Wednesday, October 05, 2005

JUXTAPOSITION


Just a quickie on a flip n fuck for this week... Here's yours truly rockin the custom M. James Swarovski Astros '05 season hat with the National League Kent Jersey. M. James are the official joints...the first to do it...the right way to do it...all others are just the M.O.'s ...
M.O. tations.
Rhinestones are for suckers.

"kICk IN tHE dOOR"

Wrexclusive shit to come...off the soon to be released Don Smog-Puncture Wound Promo...it will contain some lost songs, exclusive freestyles, and remixes that will not be released on the album.
It will also be very hard to find concidering we are only releasing 5-10 copies...the spread of this will mostly rely on dubs...but you guys should know plenty about that you pirates of the music sea.

OUR DRUNKEN HERO...

I still can't believe that this dude is gone...It's almost about that time when he would've been dropping an new album. I hope that RZA saves some of his acapellas for real cats, and not make the mistake that Diddy did with B.I.G.'s unheard verses. Damn.

THE GHOST..rr


They always say that most Part 2's are never even close to as good as the first. I beg to differ cause I'm a bit deffer than helen keller's iron made her.
D-Block's Peer Pressure II (snipper) is one of the hottest joints on the net. The mixtape grew on me, will it grow on you? Also the new Clinton Sparks n Clipse pt. 2 is very well put together. I respect that...but a little inside note to Clinton...I AM FAMILIAR, you can get rid of that sample now. I'm sure you know enough people that can give you hot drops. DO IT...............DO IT.

ENTRODUCING...

DJ SHADOW PLAYED BY THE MINNIETONKA ORCHESTRA...A HIGH SCHOOL BAND.

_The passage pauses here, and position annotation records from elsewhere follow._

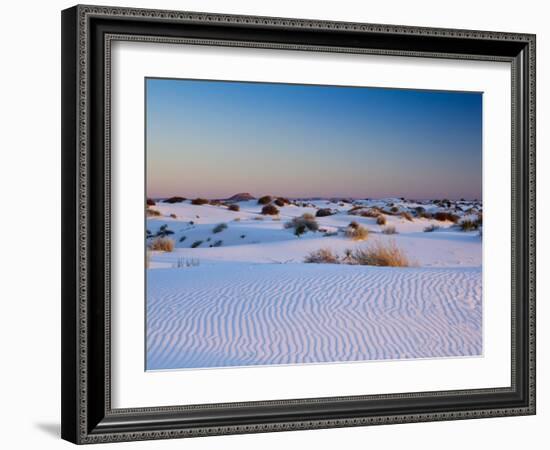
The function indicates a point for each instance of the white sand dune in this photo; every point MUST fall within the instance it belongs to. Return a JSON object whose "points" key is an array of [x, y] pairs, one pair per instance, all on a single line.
{"points": [[238, 314], [243, 295]]}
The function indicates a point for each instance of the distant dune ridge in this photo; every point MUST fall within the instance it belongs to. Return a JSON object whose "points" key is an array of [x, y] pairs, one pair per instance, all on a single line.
{"points": [[235, 288], [241, 197]]}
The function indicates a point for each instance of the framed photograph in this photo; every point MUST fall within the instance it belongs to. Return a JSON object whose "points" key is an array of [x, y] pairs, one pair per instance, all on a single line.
{"points": [[279, 224]]}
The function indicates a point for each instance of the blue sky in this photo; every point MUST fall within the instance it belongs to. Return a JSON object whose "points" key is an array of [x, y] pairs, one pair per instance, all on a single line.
{"points": [[214, 139]]}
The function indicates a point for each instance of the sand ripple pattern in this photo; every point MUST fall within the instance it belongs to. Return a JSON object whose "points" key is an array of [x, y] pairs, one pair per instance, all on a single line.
{"points": [[269, 314]]}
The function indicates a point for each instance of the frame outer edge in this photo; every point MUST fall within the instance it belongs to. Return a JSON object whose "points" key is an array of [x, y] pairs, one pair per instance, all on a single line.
{"points": [[75, 150]]}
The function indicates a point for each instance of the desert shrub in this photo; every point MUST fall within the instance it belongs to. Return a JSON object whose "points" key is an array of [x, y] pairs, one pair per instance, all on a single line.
{"points": [[323, 212], [162, 244], [270, 210], [306, 222], [469, 225], [356, 232], [163, 231], [322, 256], [152, 212], [381, 254], [443, 216], [431, 228], [219, 228], [265, 200], [300, 229], [281, 201]]}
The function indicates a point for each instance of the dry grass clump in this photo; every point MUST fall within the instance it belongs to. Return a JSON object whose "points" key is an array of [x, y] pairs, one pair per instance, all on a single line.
{"points": [[390, 229], [281, 201], [270, 210], [219, 228], [322, 256], [265, 200], [443, 216], [324, 212], [426, 215], [186, 263], [382, 255], [175, 199], [152, 212], [469, 225], [162, 244], [431, 228], [356, 232]]}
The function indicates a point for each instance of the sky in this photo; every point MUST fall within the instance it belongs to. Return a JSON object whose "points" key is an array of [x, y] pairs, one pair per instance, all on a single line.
{"points": [[214, 139]]}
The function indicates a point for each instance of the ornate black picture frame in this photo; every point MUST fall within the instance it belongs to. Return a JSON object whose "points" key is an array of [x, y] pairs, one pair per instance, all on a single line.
{"points": [[87, 415]]}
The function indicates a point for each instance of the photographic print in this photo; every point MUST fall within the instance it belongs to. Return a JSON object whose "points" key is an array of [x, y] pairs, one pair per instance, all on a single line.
{"points": [[299, 224]]}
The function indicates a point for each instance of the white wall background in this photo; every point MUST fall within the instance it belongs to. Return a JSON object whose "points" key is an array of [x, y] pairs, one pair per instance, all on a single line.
{"points": [[30, 229]]}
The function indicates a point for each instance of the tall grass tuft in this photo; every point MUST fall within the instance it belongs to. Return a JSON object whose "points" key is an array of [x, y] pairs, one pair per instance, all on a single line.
{"points": [[162, 244]]}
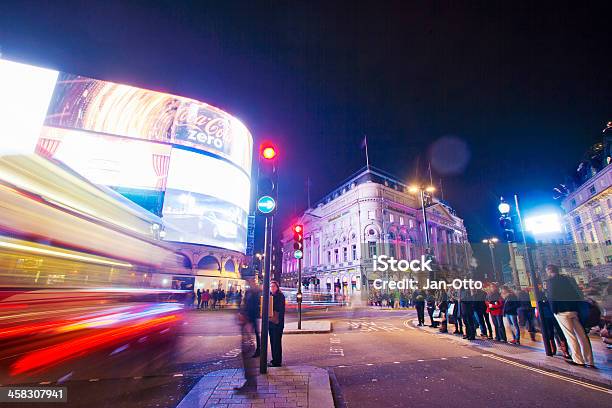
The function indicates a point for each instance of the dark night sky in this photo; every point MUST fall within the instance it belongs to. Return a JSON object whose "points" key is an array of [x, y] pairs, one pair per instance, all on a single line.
{"points": [[526, 87]]}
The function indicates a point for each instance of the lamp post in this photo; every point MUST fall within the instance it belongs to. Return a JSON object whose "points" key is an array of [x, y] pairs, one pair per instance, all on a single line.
{"points": [[424, 194], [504, 209], [491, 242]]}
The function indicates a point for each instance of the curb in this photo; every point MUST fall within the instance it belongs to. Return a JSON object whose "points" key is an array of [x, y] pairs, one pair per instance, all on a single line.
{"points": [[607, 381]]}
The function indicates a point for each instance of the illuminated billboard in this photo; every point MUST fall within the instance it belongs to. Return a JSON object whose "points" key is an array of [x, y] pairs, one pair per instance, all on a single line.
{"points": [[543, 224], [106, 107], [207, 201], [176, 157]]}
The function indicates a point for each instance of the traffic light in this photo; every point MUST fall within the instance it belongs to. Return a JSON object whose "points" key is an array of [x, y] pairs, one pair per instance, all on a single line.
{"points": [[267, 179], [505, 222], [298, 241]]}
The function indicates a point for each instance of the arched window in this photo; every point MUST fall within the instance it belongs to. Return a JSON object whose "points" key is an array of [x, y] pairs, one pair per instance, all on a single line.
{"points": [[209, 263]]}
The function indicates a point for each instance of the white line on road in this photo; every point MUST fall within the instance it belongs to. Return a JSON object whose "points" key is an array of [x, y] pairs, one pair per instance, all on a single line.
{"points": [[558, 376]]}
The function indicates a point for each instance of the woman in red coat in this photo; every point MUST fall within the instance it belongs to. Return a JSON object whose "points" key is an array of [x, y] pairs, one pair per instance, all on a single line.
{"points": [[495, 307]]}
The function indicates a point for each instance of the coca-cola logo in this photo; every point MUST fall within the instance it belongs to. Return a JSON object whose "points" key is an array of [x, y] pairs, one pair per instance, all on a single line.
{"points": [[202, 129]]}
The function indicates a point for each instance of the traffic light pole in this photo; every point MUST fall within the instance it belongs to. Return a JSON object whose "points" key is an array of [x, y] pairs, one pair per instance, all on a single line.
{"points": [[265, 304], [534, 284], [299, 294]]}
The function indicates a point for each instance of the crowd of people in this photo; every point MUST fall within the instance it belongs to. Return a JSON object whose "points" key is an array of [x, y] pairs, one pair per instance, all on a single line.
{"points": [[217, 299], [498, 313]]}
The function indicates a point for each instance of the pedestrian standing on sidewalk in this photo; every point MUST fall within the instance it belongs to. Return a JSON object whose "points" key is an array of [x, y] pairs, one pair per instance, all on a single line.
{"points": [[526, 313], [199, 296], [431, 307], [277, 324], [480, 309], [419, 303], [205, 298], [467, 314], [565, 297], [247, 319], [442, 304], [511, 305], [455, 316], [495, 307]]}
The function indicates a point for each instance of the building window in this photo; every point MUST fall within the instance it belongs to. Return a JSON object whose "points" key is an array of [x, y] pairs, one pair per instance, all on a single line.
{"points": [[371, 249]]}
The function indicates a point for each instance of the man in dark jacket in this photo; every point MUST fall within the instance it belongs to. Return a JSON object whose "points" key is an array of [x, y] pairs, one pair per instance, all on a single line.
{"points": [[277, 324], [511, 305], [467, 314], [526, 313], [247, 318], [418, 298], [565, 297]]}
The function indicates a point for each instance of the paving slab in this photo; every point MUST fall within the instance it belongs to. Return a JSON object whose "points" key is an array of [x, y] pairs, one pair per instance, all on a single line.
{"points": [[281, 387], [308, 327]]}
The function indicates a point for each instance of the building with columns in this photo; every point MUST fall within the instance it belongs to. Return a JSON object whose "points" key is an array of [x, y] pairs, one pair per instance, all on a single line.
{"points": [[372, 213]]}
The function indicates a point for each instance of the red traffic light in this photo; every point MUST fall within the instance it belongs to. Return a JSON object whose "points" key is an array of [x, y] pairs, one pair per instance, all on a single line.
{"points": [[268, 151]]}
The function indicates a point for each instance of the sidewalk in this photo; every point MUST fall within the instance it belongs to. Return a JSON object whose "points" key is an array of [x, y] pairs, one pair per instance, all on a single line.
{"points": [[532, 353], [308, 327], [282, 387]]}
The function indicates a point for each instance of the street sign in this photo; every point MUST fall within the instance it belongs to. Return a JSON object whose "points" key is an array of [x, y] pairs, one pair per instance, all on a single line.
{"points": [[266, 204]]}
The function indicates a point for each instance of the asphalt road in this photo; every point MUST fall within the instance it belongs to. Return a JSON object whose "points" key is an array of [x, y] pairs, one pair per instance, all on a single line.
{"points": [[374, 356]]}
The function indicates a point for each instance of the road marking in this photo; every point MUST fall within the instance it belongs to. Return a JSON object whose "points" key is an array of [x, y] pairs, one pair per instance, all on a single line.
{"points": [[549, 374]]}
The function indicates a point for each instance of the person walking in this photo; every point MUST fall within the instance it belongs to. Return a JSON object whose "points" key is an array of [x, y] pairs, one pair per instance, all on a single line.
{"points": [[495, 307], [247, 319], [277, 324], [565, 297], [511, 305], [431, 307], [526, 313], [442, 304], [205, 298], [467, 314], [199, 296], [418, 299], [480, 309]]}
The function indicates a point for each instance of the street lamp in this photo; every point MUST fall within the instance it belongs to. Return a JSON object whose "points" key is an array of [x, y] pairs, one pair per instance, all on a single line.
{"points": [[491, 242], [421, 189]]}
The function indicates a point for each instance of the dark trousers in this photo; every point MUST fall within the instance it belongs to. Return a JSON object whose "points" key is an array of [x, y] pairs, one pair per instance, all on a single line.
{"points": [[500, 329], [250, 368], [430, 311], [479, 314], [420, 313], [470, 323], [528, 318], [255, 328], [276, 343], [485, 316]]}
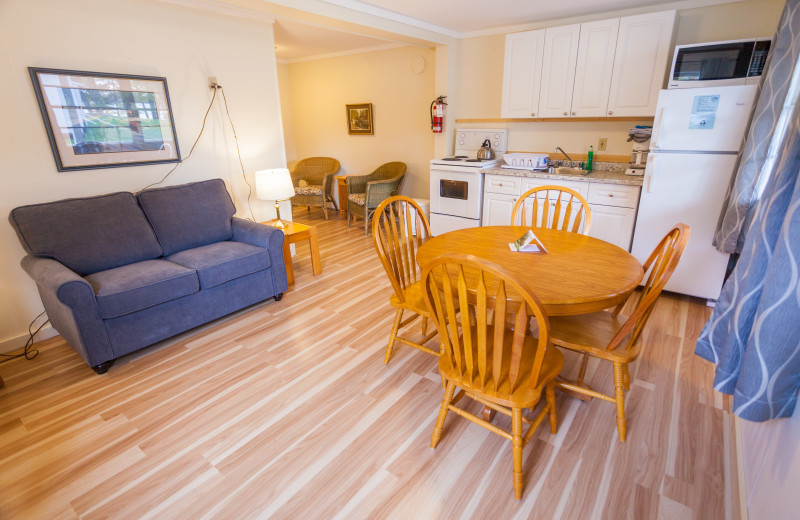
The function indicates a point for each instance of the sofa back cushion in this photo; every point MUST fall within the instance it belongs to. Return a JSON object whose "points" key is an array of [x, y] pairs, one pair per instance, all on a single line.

"WHAT THE FUCK you mean theres no Coke!!??!???,
There's Gotta be Coke!!!"

Well if you haven't heard it yet, your gonna hear it from me. Kate "da snoblower" Moss has been dropped, fired, or whatever you wanna call it from all the companies that she worked for. These companies include, but are not limited to: Burberry, Chanel, and Christian Dior. Apparently her close friend Sharon Stone has come to her rescue, and is defending her in a recent article. I never thought that she looked that great anyway, and I'm sure that you will agree. This picture is a rare shot of her actually looking attractive and not like a coke head. The thing that I can't believe is that no one caught it up until now. All models look like twigs and have the makeup that makes them looked cracked out, but maybe that's why she was so good, they could put an 8 ball in her dressing room and cancel the makeup specialist for the day. It's a lot cheaper to spend $125 for a day than $125 an hour. The other thing that bothers me is that if this was just your average girl, she would be locked up and forced into rehab for her "problem"or "addiction", and still be stuck in jail after the fact. Why is it then that when a movie star, musician, or model/actress does it, they go away to get "help" and come out a hero. What a fucked up world we live in. The next time your are reading the latest issue of OK mag, or watching Pat "pain killer" O'brien on Cracksess Hollywood, think to yourself that you and me are not any different than any of these fools, we just hang around a different crowd, got to different parties, and have different numbers on our bank statements. Other than that the only thing that seperates "us" from "them" is that "they" are in the public eye and "we" have yet to get there.
Smile back wiggas.

$100 on Oakland to win.

There are actually two brand new movies that I can't wait to go see in theater...Two For The Money starring Al Pacino and Matthew McConaughey is about an upscale sports gambling ring that....well you should go see it too. and...

"Domino Muthafucka!!!" ---Ice Cube Boyz in The Hood

If you are into the whole bounty hunter thing... Dog the Bounty Hunter, or Midnight Run, you should go and check this movie...The cinematography is seriously serious. It has and all-star cast including Christopher Walken and Lucy Lu. Pirated copies of the screener are already circulating around the net and Mickey Rourke is no joke in whatever movie he plays in. (i.e. Barfly, Spun) This is def a movie I will be going to see...I never said I was gonna pay for it...I just said I was gonna see it. So I got an idea check this... I'll catch Two For The Money...pay for the first and then sneak into Domino, or vice versa, it depends on who I roll with and how I'm feeling. One thing is for sure, you can'y do THIS in the city. When it comes to great movies I'm always feeling thrifty...hence the large popcorn and soda w/ free refills...all day long.